Chapter 14: The Terry-fying Challenge
Obviously, producing new cartoons, and especially trying to create new characters and raise the standard of quality, money had to be spent. The archival shows Weiss was patching together cost virtually nothing to get on the air, and they were getting amazingly good ratings. I was doing 20th Century-Fox Cinemascope cartoons for an increasingly weakening theatrical market, with only a long-range hope of creating enough films to go onto television. Weiss was juggling and switching ancient cartoons from the vault, so as to make each week's installment seem like a new show. Clever.
So while I was working my tail off making a "renaissance," Weiss was taking the train each week to CBS headquarters downstream in Manhattan, and making it clear to the brass just who was spending their money and who was making money for them. I was cooked long before I knew it.
Weiss, along with virtually all of the 125-member staff, had resented my being there in the first place; a young outsider brought in as creative chief instead of one of the long-suffering staff. I am sure that Weiss was working on my ouster from the day I arrived. It took him just over two years to accomplish it.
I inherited a studio full of disgruntled, underpaid old veterans who had been led to believe by Terry that when he eventually sold the studio they would all get a cut. This was especially the case in respect to Bill Weiss. He told me himself that Terry had promised him 10%. In fact, no one got a nickel. Terry negotiated the CBS deal in secret, and just took the money and ran.
The morning it was announced, Tommy Morrison approached Terry saying, "Paul, I just read in the paper that you sold Terrytoons to CBS for $5,000,000! Can that be true?" "That's none of your goddam business!" said Terry. He then put on his hat and walked out. With all this bitterness, I was just another blow to the veterans' position. Many thought I would be firing them all, and they would be out in the cold. No champagne for my arrival.
Terry had years earlier purposely relocated the studio from New York City to New Rochelle, specifically to get out of the cartoonists' union jurisdiction, and thus hold down wages. Having heard about all this, I had actually pledged myself not to dump anyone. As old-hat as many of them were, I was determined to reform them, not replace them. Nevertheless, I was perceived by Weiss to be a threat to himself personally. He was right. If I had been successful at Terrytoons, I would have thrown him out. But he got me first.
The person I most wondered about when I got there was Paul Terry himself. What kind of a guy was he, to have such a low standard of work, and such low regard for the people who worked for him? The animators told me that in the early days he used to go around the studio, from animator to animator, carrying a ruler. He would measure each animator's stack of drawings, and when the pile was high enough, he'd say, "That's enough, put a The End sign on it!"

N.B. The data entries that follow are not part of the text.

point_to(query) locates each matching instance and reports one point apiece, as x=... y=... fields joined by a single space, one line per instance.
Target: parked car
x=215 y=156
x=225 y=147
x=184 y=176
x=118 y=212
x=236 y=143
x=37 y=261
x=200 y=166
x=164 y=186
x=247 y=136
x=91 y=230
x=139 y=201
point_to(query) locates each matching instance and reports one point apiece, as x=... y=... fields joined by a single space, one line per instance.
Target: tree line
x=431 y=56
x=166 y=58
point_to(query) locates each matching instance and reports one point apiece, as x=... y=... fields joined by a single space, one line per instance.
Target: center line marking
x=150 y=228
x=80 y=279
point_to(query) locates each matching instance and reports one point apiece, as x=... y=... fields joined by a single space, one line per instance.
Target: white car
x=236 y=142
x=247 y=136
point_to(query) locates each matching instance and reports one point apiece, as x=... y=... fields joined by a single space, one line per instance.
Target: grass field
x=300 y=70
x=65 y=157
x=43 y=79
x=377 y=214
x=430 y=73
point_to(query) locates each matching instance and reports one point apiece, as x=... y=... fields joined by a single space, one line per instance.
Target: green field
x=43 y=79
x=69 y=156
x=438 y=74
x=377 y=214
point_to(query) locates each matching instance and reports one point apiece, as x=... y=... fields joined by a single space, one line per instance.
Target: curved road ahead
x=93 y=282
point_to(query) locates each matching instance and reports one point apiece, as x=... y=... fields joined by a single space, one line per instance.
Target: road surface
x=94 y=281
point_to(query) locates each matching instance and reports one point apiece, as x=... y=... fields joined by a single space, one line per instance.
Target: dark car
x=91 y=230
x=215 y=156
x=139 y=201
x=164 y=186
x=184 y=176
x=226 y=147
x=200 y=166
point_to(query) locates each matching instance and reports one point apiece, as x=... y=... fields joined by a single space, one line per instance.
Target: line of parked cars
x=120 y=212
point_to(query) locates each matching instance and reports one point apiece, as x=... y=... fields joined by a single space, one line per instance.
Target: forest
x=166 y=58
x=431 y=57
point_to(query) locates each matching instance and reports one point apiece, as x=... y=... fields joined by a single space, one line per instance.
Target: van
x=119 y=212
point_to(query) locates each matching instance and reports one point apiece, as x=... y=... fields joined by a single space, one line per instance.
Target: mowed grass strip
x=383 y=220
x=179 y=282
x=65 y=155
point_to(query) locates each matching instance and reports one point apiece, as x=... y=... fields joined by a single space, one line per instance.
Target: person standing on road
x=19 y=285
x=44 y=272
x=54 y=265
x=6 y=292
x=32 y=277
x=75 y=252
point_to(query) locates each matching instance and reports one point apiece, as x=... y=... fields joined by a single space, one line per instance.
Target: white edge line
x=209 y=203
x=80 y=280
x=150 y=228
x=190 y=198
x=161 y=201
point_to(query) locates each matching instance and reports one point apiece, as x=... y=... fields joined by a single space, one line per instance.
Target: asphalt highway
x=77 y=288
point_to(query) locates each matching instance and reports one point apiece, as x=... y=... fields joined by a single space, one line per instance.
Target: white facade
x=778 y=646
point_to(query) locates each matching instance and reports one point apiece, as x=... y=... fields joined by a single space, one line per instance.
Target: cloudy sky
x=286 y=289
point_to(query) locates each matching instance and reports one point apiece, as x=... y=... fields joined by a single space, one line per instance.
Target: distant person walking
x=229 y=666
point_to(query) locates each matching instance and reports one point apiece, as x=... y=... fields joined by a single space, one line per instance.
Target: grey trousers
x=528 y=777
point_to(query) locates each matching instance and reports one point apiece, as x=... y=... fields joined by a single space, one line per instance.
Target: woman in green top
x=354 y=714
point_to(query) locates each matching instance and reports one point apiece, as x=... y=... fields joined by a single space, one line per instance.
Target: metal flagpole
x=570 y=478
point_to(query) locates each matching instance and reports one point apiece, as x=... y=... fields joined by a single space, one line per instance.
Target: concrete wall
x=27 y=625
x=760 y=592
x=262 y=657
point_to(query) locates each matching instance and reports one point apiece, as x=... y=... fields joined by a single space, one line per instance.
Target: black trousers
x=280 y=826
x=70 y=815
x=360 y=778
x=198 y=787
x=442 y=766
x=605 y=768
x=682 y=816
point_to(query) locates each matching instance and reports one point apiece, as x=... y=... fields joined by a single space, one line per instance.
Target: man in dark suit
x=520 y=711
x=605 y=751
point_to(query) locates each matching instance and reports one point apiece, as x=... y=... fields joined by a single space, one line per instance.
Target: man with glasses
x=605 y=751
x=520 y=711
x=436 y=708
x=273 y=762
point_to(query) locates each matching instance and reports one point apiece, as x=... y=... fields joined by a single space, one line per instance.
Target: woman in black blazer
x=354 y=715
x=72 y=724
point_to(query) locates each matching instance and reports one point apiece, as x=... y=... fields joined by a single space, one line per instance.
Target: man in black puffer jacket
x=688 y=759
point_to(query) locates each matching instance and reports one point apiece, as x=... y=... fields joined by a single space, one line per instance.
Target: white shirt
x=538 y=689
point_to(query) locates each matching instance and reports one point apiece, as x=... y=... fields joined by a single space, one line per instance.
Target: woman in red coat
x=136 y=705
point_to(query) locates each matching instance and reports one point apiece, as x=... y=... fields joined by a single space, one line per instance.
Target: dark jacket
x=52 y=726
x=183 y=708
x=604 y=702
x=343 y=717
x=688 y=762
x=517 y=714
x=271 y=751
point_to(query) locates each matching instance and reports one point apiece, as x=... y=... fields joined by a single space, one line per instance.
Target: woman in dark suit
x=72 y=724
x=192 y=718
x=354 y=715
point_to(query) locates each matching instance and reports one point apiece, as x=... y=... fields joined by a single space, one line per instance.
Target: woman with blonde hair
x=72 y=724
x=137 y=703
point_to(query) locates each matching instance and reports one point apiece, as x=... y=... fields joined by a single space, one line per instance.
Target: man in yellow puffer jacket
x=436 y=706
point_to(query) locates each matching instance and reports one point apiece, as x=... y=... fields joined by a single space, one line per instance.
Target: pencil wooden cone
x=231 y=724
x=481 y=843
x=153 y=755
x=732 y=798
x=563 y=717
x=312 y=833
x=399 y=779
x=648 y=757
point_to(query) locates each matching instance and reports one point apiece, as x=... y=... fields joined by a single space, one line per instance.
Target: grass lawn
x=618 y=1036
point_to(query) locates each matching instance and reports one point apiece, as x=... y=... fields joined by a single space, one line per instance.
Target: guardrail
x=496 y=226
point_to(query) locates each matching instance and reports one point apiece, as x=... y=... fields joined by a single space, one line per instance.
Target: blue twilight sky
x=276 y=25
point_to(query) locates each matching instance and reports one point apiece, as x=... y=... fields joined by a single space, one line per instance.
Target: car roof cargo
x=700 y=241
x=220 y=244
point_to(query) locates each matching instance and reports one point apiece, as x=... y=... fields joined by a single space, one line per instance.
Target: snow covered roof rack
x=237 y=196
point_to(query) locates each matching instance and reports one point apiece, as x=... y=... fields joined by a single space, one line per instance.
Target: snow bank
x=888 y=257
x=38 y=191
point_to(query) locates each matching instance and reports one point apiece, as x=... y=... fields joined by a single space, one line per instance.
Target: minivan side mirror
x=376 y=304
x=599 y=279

It took a long time for Terry to show up to look me over. But he did not linger to look at the newly decorated studio. He invited me out to lunch at his exclusive club, and drove me there and back in his big Cadillac. He could barely fathom what I was doing, but he was full of advice, namely that I should create a character based on Charles Lindbergh, "the greatest hero of all time." He seemed unaware that by the mid-50s few knew much about Lindbergh except that his baby was kidnapped. Terry was by that time pretty much out of it, and believed that the style and humor of the early part of the century was still valid. Perhaps he was right, but I didn't think so at the time. He was mainly delighted to be a millionaire, and how he had outfoxed everyone at the studio. A strange old dodo, of very moderate appeal.